Là, l’évêque de Beauvais, Pierre Cauchon, mandaté par Bedford, a dressé son plan: discréditer la Pucelle par un procès en hérésie et sorcellerie. Quand la jeune fille demande les sacrements pour Noël, il les lui refuse. Alors qu’elle aurait dû, selon le droit ecclésiastique, être gardée par des femmes dans une prison d’église, elle est détenue dans une tour où cinq soldats anglais la maltraitent et l’enchaînent la nuit. Le 21 février, Jeanne tout juste âgée de dix-neuf ans, épuisée par neuf mois d’une dure captivité, comparaît devant Cauchon entouré de plus de quarante assesseurs. Six sessions publiques se déroulent jusqu’au 3 mars. Chaque fois, pendant au moins trois heures, Jeanne est prise sous le feu roulant de questions captieuses. Elle demande un défenseur, un jury mixte anglais et français, ainsi que la possibilité d’assister à la Messe. Cauchon refuse tout. À chaque session, il la harcèle longuement. Jeanne fait clairement savoir qu’elle a promis de ne rien révéler concernant son roi: «Vous ne devez pas vouloir que je me parjure… Vous dites que vous êtes mon juge. Considérez sérieusement ce que vous faites; car en vérité, j’ai été envoyée de la part de Dieu. Vous vous jetez dans un grand danger.» Du 4 au 9 mars, les docteurs se réunissent pour exploiter les réponses et préparer l’interrogatoire supplémentaire qui aura lieu à huis clos. Les questions tourneront autour de la moralité de Jeanne et de ses voix, de sa soumission à l’Église, du signe donné au roi et de son habit d’homme.
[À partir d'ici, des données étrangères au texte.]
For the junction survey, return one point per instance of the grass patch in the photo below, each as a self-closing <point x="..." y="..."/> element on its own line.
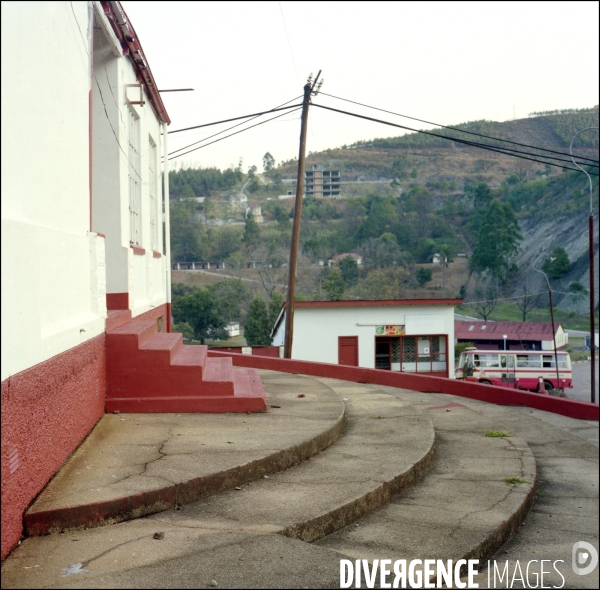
<point x="496" y="433"/>
<point x="511" y="481"/>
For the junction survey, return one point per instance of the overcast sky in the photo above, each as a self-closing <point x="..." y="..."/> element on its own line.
<point x="446" y="62"/>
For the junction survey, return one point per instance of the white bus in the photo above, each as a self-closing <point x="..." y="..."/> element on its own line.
<point x="518" y="369"/>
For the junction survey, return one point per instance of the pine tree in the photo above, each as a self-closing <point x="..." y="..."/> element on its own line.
<point x="256" y="328"/>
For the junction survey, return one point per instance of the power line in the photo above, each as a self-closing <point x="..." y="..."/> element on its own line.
<point x="455" y="139"/>
<point x="240" y="131"/>
<point x="457" y="129"/>
<point x="229" y="128"/>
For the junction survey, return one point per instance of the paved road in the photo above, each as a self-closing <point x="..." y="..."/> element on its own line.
<point x="581" y="381"/>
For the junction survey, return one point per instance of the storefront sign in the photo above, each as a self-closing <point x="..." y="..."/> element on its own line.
<point x="389" y="330"/>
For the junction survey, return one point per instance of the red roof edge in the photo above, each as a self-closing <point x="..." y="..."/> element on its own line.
<point x="132" y="47"/>
<point x="377" y="302"/>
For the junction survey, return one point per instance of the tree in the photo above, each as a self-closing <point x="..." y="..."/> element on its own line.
<point x="268" y="162"/>
<point x="185" y="329"/>
<point x="381" y="252"/>
<point x="558" y="264"/>
<point x="381" y="219"/>
<point x="497" y="242"/>
<point x="277" y="300"/>
<point x="201" y="311"/>
<point x="256" y="328"/>
<point x="334" y="284"/>
<point x="349" y="270"/>
<point x="486" y="297"/>
<point x="527" y="303"/>
<point x="483" y="165"/>
<point x="424" y="275"/>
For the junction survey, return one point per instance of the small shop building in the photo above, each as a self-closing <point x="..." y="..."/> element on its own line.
<point x="406" y="335"/>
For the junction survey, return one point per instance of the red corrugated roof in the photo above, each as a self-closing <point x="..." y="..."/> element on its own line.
<point x="132" y="48"/>
<point x="497" y="330"/>
<point x="378" y="303"/>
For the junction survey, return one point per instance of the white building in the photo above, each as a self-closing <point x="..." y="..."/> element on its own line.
<point x="412" y="335"/>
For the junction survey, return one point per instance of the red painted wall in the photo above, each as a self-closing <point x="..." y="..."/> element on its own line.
<point x="425" y="383"/>
<point x="47" y="411"/>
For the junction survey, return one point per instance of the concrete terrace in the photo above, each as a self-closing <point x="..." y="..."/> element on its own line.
<point x="335" y="470"/>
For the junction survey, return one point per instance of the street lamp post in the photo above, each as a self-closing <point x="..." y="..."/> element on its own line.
<point x="552" y="318"/>
<point x="591" y="255"/>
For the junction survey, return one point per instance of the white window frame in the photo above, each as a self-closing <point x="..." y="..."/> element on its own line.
<point x="135" y="179"/>
<point x="152" y="192"/>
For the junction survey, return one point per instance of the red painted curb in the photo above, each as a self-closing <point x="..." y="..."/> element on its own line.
<point x="487" y="393"/>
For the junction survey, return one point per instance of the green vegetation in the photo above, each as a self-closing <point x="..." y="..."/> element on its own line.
<point x="423" y="275"/>
<point x="425" y="196"/>
<point x="334" y="284"/>
<point x="202" y="314"/>
<point x="257" y="328"/>
<point x="558" y="264"/>
<point x="202" y="182"/>
<point x="510" y="312"/>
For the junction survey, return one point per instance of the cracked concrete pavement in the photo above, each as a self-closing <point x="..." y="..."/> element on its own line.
<point x="466" y="464"/>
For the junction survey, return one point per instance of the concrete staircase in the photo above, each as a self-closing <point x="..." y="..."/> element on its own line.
<point x="335" y="470"/>
<point x="149" y="371"/>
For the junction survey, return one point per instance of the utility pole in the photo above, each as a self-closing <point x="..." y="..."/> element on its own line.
<point x="293" y="263"/>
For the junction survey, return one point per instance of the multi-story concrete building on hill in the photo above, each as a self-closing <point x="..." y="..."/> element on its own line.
<point x="319" y="182"/>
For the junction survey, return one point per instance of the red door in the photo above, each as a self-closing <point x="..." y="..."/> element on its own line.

Dans le danger, Jeanne a recours au Seigneur, à qui elle se confie dans la prière: «Très doux Dieu, en l’honneur de votre sainte Passion, je vous requiers, si vous m’aimez, que vous me révéliez comment je dois répondre à ces gens d’Église.» De fait, les paroles de la sainte brilleront d’une sagesse inspirée. «Pourquoi est-ce vous plutôt qu’une autre que Dieu a choisie pour délivrer Orléans? lui demande-t-on. – Il plut à Dieu de faire cette œuvre par une humble et pauvre fille. – Que demandez-vous à vos voix comme récompense? – Une seule: le salut de mon âme. – Avez-vous besoin de vous confesser, croyant à la parole de vos Voix que vous serez sauvée? – Je ne sais point que j’aie péché mortellement… pour ce qui est de me confesser, je le voudrais cependant, je pense qu’on ne saurait trop purifier sa conscience. – Êtes-vous en état de grâce? – Si je n’y suis, Dieu m’y mette, si j’y suis, Dieu m’y garde. Cependant je serais la plus malheureuse femme du monde si je savais être en état de péché mortel. – Fondiez-vous l’espérance de la victoire sur vous ou sur votre étendard? – Ni sur moi, ni sur mon étendard; ma confiance était toute en Notre-Seigneur Jésus-Christ.»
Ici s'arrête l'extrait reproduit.